Digital maturity needs brand coherence

By Max du Bois of brand design experts, Spencer du Bois

In last months article we talked about universities having the courage to hand over the reins by using digital to converse rather than broadcast. Shifting away from siloed executions of a particular platform and focusing instead on involving and gathering insight, spells out true digital maturity. 

Yet going from chaos to coherence to achieve a new identity will only be effective if we match who the university is with what it is trying to achieve in the world. 

If a brand is used in a dogmatically dominant way any opportunity to extend a universitys reach and relevance will be stifled as it fails to appeal to its audiences in the right way. University Schools and Faculties tend to provide the vital touch point that academics as well as under and post graduates buy into.
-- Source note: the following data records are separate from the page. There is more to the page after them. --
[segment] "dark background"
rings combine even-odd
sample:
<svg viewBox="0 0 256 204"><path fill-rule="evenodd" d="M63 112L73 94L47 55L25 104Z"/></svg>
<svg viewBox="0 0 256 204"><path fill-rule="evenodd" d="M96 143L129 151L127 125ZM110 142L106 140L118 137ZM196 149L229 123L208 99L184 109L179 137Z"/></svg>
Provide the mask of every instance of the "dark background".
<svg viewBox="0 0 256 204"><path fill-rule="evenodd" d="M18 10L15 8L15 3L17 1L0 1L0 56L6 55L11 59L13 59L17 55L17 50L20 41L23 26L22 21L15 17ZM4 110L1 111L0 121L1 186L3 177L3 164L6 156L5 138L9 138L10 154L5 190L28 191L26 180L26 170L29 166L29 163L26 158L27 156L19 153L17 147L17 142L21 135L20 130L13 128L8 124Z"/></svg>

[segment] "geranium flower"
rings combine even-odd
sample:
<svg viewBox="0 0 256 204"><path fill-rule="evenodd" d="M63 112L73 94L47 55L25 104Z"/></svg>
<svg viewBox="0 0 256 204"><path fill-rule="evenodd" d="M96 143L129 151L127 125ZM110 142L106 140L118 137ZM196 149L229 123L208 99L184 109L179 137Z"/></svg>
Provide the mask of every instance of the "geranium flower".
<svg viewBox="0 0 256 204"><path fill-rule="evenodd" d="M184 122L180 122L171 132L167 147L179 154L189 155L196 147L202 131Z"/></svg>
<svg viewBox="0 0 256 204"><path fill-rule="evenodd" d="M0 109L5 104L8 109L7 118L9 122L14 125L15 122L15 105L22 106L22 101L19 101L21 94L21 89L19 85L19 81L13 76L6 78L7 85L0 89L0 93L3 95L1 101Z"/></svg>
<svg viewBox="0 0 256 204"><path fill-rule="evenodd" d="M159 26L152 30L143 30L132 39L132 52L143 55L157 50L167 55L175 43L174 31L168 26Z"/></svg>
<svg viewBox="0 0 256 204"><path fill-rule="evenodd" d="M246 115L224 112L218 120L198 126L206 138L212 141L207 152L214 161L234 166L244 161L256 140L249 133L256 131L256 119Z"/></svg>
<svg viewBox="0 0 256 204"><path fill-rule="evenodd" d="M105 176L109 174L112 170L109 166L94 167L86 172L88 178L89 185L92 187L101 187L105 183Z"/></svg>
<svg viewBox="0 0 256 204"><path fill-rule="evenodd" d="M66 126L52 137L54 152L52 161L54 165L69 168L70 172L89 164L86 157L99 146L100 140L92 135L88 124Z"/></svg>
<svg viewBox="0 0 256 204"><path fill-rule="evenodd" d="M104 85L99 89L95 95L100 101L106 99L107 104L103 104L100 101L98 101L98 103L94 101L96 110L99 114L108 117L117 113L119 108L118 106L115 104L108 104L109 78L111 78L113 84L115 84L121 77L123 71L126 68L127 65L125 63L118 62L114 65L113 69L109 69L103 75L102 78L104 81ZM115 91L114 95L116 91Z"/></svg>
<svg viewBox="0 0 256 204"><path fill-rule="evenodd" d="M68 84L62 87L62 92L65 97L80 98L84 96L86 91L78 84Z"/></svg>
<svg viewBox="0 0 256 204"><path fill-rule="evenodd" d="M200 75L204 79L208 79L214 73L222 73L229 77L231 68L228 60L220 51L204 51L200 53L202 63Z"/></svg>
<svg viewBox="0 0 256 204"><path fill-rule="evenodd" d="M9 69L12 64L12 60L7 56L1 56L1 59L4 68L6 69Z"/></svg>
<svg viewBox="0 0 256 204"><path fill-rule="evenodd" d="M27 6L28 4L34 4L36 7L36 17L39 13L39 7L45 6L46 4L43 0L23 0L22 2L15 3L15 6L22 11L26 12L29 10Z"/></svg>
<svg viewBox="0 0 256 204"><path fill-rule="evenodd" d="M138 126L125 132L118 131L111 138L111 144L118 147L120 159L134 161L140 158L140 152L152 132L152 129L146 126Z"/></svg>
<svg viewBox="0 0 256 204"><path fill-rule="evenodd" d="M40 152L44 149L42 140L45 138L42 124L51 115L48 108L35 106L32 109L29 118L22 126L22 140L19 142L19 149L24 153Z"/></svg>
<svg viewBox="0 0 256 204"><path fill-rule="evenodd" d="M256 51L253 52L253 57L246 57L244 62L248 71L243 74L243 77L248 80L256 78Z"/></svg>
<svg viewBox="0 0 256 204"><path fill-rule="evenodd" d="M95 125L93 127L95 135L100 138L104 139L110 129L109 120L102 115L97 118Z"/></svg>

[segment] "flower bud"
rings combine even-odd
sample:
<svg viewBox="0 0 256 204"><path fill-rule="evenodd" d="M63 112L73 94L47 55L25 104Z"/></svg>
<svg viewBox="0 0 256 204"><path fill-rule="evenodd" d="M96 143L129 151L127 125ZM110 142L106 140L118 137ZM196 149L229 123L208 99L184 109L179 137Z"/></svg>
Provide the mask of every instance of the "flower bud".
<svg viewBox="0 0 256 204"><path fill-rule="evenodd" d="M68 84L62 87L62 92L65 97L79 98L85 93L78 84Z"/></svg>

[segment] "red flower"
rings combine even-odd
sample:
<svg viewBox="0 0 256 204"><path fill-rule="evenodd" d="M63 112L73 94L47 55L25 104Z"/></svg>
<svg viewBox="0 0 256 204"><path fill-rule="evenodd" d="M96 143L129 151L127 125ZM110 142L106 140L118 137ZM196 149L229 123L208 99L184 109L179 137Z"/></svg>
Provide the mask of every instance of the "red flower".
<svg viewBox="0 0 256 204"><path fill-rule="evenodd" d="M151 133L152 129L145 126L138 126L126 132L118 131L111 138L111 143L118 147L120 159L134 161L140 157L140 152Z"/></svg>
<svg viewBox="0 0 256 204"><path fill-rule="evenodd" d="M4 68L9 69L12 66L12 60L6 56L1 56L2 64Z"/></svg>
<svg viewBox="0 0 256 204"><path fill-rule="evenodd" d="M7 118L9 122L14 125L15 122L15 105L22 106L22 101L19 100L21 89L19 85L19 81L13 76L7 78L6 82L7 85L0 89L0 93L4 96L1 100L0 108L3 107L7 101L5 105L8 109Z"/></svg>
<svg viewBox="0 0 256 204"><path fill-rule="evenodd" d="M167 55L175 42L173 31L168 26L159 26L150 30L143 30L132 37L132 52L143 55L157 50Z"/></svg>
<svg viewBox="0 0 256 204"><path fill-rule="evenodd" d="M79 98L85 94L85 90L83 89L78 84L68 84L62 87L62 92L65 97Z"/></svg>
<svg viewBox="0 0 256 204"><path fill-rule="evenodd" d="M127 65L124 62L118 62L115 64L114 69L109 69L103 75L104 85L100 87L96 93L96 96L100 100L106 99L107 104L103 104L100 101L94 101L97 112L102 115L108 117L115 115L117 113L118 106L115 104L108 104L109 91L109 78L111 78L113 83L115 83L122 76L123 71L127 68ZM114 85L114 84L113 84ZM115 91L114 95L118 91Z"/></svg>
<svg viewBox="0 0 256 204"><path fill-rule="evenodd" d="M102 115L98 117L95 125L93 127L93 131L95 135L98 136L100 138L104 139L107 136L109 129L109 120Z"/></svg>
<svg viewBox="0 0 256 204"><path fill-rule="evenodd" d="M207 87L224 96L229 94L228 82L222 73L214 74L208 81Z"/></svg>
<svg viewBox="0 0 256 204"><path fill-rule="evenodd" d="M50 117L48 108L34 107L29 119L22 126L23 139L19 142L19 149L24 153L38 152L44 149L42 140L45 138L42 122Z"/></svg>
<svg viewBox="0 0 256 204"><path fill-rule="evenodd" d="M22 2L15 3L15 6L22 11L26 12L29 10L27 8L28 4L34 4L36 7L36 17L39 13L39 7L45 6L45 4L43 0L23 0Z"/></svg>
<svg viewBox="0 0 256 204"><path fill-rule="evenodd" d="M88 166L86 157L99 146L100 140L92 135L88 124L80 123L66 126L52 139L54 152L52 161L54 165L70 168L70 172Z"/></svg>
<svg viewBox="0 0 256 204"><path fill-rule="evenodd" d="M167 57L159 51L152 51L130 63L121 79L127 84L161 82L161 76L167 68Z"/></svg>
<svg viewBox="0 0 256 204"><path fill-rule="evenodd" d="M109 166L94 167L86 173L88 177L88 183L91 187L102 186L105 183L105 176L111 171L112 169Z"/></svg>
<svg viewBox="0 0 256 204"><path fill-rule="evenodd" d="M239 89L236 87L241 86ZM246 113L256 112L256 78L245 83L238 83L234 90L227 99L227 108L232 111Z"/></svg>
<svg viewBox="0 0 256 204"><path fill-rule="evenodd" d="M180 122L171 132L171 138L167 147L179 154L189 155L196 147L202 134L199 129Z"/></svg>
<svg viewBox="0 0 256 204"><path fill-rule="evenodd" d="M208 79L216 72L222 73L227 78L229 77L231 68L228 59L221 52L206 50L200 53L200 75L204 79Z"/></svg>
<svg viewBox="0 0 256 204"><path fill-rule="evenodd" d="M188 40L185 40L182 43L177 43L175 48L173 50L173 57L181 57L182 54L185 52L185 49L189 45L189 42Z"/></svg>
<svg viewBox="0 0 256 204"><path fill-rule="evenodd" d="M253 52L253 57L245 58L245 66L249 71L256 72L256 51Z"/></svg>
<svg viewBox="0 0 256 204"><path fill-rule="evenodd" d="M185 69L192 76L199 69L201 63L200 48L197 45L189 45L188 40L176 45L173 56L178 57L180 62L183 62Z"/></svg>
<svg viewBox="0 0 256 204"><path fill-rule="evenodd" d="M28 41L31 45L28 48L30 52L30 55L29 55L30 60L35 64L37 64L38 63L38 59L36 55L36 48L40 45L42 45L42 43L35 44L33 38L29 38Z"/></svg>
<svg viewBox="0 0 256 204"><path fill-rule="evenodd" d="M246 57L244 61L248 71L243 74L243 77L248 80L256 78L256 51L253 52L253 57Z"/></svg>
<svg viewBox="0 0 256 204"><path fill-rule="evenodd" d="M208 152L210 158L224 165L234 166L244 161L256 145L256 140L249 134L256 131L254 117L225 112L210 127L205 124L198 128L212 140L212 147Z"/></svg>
Yet their magic is often missing in any meaningful way. 

Imperial College Business School asserted its position ‘driving business advances through the fusion of business and technology’. In so doing they carved out a differentiating space both in the market and one that gave the School it’s own distinct identity within the Imperial College brand, one ‘forged from Imperials steel. This helped draw on and amplify the relevance and value of both the school and parent institution. 

Conversely if a university is awash with random sub brands the overall result will sap the core brands power and dilute its impact. There is always the need to give a core brand the collective strength of all its activities and focus the essence of its identity in the right way to support each individual activity.

If a university is awash with random sub brands the overall result will sap the core brands power and dilute its impact

An example of this that sits close to the university sectors heart is NUS. NUS ensures students thrive, through its lobbying, its campaigns, its social activities and through its personal support services for individual students. Over the years, with so much to offer and with so much going on, the core NUS brand got lost. And with it, the understanding of the value NUS brought to every aspect of a students life and its collective power to represent the student movement.

Mending this fragmented identity required taking a step back to redefine what NUS was out to achieve. This exercise required asking some searching questions, such as whether the whole portfolio was greater than the sum of its parts and whether their current branding provided clarity and relevance to its audiences. Did it provide a sense of order, purpose and direction to the organisation as a whole?

In the case of NUS their current identity suggested ad hoc decision making that was leading to strategic drift and an incoherent brand. Now, three years on, the new NUS brand architecture has created coherence out of what was once chaos. Clear brand links draw together the most diverse activities, providing straightforward signposting or space to shine, according to each specific need. It took the logic of a good audience, focused brand positioning, good cases for support and product propositions meshed with the vision to see how they can all work together, to bring it all to life.

According to Toni Pearce, NUS President, their new identity has made a massive difference to the way NUS is now viewed by their audiences (Facebook engagement up 90% and 640,000 NUS Extra cards sold in the first year).

As they shifted from an ill-defined, incoherent, invisible and ineffective brand  to re-establish themselves as a student welfare organisation that truly champions students, the internal changes were just as impactful. 

The lessons learnt from NUS are particularly relevant to universities. By regularly asking themselves and their audiences what their core brand gives to all their activities, how it can gain from the activities to how these activities relate to each other, they can define their true identity. An identity as unique and tailor-made as the organisation itself.